La soft power strategy dei reali di Doha coinvolge da anni anche l’Italia. Con la Katara Hospitality, sempre legata alla Qatar Investment Authority, l’emirato ha acquistato numerosi hotel di lusso nelle principali città italiane, come il Gallia di Milano o il Westin Excelsior di Roma, e in Costa Smeralda, dove il fondo sovrano ha rilevato la Smeralda Holding, proprietaria di numerose strutture, tra cui il famosissimo Hotel Cala di Volpe. Per essere sicuri di poter gestire i trasferimenti da e per la Sardegna, poi, Qia ha messo gli occhi sulla compagnia Meridiana, con un closing atteso a breve e rallentato proprio dalla crisi diplomatica con l’Arabia Saudita.

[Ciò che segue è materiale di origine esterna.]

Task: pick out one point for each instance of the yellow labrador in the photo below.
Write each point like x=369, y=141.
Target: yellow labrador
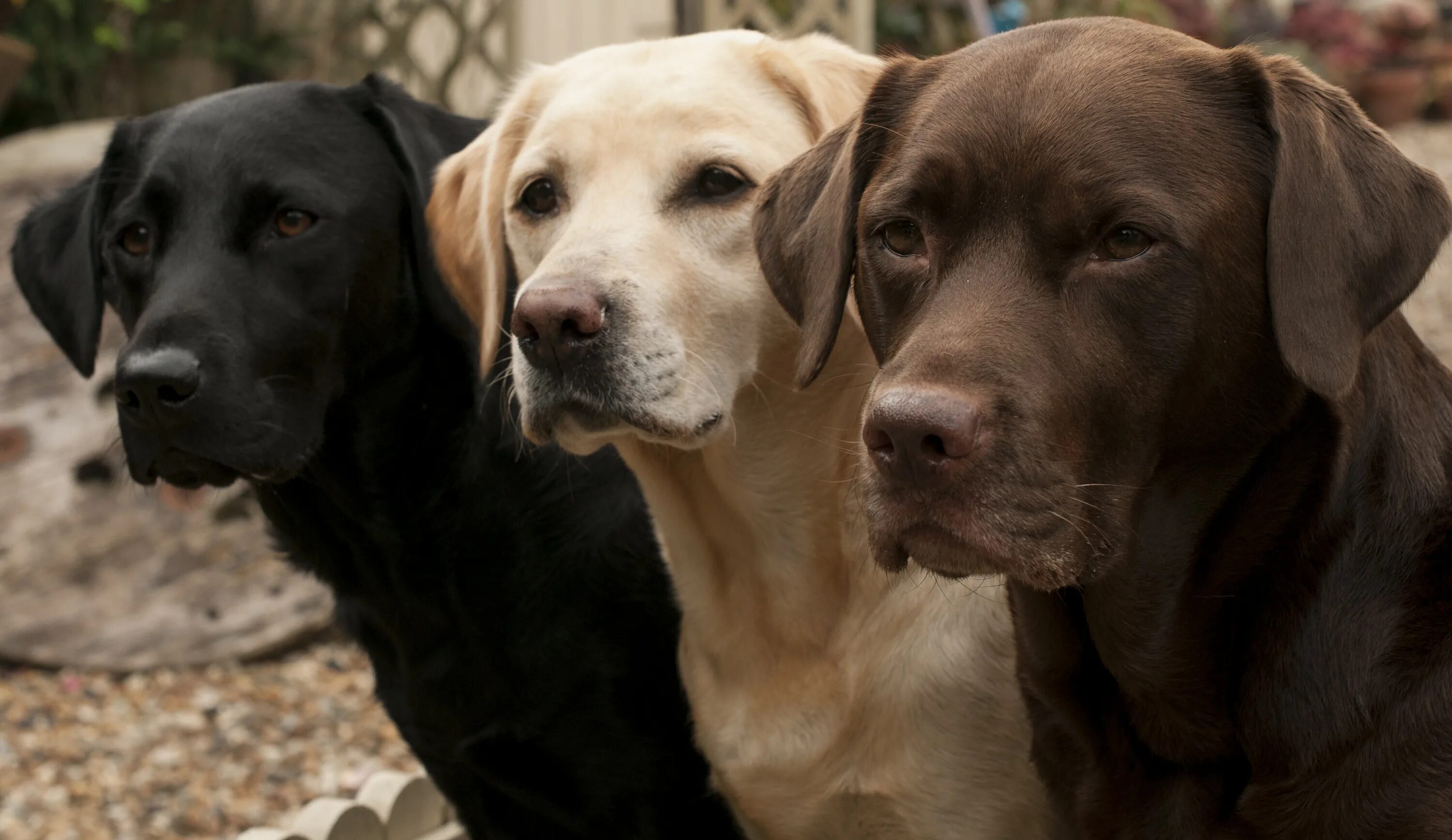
x=831, y=698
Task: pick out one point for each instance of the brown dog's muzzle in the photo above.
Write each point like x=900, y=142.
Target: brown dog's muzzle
x=921, y=437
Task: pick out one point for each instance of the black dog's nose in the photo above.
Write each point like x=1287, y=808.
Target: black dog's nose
x=918, y=437
x=557, y=323
x=154, y=384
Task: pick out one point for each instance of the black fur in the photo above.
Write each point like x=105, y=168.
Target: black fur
x=510, y=598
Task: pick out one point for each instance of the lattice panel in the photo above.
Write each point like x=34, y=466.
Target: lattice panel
x=455, y=53
x=848, y=19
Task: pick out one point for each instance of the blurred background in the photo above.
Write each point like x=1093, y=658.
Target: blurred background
x=162, y=672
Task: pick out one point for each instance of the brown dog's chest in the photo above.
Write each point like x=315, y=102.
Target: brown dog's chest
x=1111, y=730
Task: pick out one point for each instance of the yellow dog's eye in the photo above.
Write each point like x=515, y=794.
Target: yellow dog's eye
x=539, y=199
x=291, y=223
x=718, y=183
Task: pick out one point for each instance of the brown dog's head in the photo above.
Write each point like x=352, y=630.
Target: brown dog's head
x=1088, y=255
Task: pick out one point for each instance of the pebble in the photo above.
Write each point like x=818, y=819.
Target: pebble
x=188, y=753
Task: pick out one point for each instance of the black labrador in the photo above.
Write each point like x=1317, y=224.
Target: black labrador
x=268, y=256
x=1137, y=317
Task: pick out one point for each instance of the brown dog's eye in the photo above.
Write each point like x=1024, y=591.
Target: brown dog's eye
x=1123, y=243
x=292, y=223
x=539, y=198
x=718, y=183
x=136, y=240
x=904, y=239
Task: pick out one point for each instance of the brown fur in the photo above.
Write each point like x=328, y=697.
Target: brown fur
x=1219, y=470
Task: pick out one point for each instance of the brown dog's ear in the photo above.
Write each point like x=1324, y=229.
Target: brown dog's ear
x=467, y=223
x=806, y=241
x=1352, y=227
x=806, y=223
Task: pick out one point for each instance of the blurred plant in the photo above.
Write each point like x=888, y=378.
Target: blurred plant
x=1405, y=30
x=1336, y=35
x=111, y=57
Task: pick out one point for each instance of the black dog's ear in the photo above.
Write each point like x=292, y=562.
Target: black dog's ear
x=806, y=223
x=57, y=265
x=420, y=135
x=1352, y=227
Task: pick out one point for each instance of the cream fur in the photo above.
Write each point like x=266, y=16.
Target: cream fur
x=831, y=698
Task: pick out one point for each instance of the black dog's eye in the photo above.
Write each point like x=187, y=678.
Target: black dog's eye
x=904, y=239
x=718, y=183
x=136, y=240
x=539, y=198
x=1124, y=243
x=292, y=223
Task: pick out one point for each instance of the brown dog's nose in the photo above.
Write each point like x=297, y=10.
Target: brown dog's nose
x=557, y=323
x=918, y=437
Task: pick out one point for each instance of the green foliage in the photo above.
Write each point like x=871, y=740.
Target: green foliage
x=112, y=57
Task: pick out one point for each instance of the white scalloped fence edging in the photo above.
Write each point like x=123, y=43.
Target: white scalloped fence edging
x=388, y=807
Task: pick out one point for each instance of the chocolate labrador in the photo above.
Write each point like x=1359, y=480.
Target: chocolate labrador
x=1134, y=304
x=268, y=256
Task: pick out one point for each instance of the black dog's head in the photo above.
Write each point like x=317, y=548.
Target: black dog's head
x=262, y=247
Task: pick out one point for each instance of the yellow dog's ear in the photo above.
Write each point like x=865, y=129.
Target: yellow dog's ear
x=467, y=220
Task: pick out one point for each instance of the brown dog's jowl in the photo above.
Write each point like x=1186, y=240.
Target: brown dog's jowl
x=1134, y=304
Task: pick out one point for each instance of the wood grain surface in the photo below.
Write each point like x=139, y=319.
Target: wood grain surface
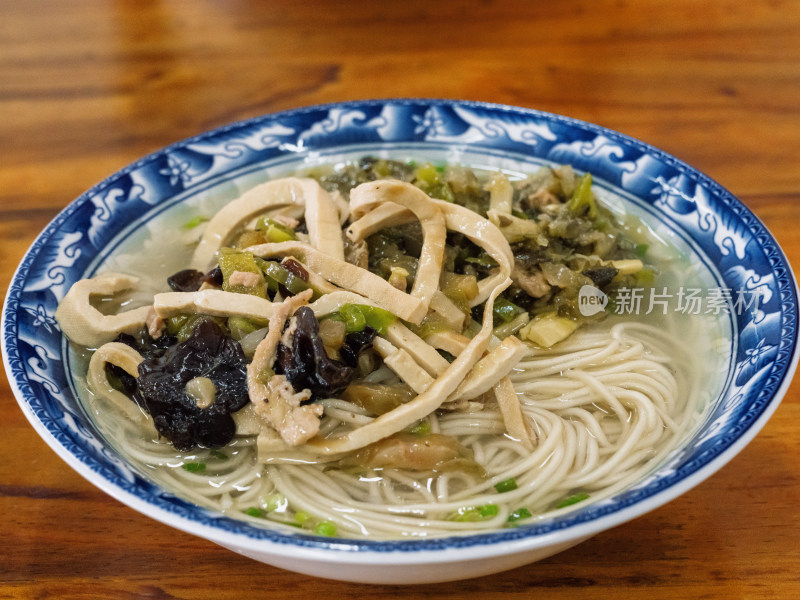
x=88, y=86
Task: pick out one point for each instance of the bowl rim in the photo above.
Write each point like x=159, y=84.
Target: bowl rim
x=506, y=541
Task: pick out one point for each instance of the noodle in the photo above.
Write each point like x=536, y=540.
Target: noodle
x=602, y=420
x=528, y=429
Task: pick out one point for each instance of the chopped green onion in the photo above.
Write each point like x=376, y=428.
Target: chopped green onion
x=471, y=514
x=506, y=486
x=194, y=467
x=520, y=513
x=574, y=499
x=505, y=310
x=302, y=517
x=326, y=528
x=275, y=503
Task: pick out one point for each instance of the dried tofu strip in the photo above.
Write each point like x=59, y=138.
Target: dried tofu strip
x=349, y=277
x=510, y=409
x=403, y=365
x=501, y=193
x=434, y=233
x=215, y=303
x=450, y=313
x=491, y=368
x=321, y=217
x=425, y=354
x=422, y=405
x=397, y=334
x=127, y=359
x=264, y=355
x=457, y=218
x=86, y=326
x=380, y=217
x=483, y=233
x=449, y=341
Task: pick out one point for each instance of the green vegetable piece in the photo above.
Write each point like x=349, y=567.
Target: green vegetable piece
x=278, y=274
x=275, y=231
x=505, y=310
x=175, y=323
x=354, y=319
x=244, y=262
x=421, y=428
x=645, y=277
x=194, y=222
x=429, y=179
x=358, y=316
x=194, y=467
x=582, y=201
x=574, y=499
x=241, y=326
x=326, y=528
x=483, y=260
x=187, y=326
x=520, y=513
x=506, y=486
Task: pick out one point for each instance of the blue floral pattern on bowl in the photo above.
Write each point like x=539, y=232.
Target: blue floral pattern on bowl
x=721, y=228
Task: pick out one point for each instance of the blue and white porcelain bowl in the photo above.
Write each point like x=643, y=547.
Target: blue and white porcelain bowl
x=714, y=226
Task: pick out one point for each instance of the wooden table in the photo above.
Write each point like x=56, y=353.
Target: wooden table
x=88, y=86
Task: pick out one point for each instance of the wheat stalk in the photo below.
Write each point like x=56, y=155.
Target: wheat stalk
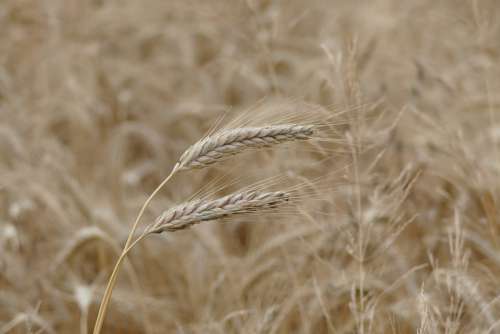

I soldi degli al-Thani nel Belpaese, però, arrivano anche attraverso opere filantropiche. La Qatar Charity, formalmente organizzazione non governativa ma strettamente legata a membri della famiglia reale, sta finanziando 43 nuove moschee e centri islamici in Italia, per un esborso totale da 25 milioni di euro. Ne sono un esempio le moschee di Ravenna, Colle Val D’Elsa, Saronno e Centocelle.